That level of harassment is enough to make anyone consider a new profession. Not to mention, a threat to the life of one's husband and daughter would send most folks fleeing to the first bland desk job they can find. That is why anti-abortion activists do it; terrorism can be very effective. That isn't to say that Johnson was coerced into quitting her job and joining the other side. It's utterly believable that an ultrasound could change one's feelings about abortion, especially for someone living in a staunchly conservative community. However, it's hard to fathom spending eight years witnessing abortions, crossing picket lines and having your life threatened -- first as a volunteer and later as a rank-climbing employee -- without being clear on your feelings about abortion or the basic medical reality of the procedure. How many pamphlets and protest signs displaying extremely graphic images (far more so than an ultrasound) must have been shoved in her face over the years?

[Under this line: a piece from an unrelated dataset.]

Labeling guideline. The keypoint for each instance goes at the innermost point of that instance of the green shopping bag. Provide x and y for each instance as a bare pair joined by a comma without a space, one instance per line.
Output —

Don't they know the story of Bernard Nathanson, the man who founded NARAL, and how he rejected abortion when he saw the ultrasound of an abortion?
If anyone knows about being on the front lines of the abortion war, it's him.
And what about Norma McCorvey?
And what about other ex-abortionists?
There's a big difference between seeing graphic pictures and an ultrasound.
The pictures show a dead body and lots of tissue. When you're involved in medicine, you can be deadened to that sight.
But to see the act of abortion itself-- live-- is quite different. To see that baby scream that silent scream is like nothing else. It's visceral.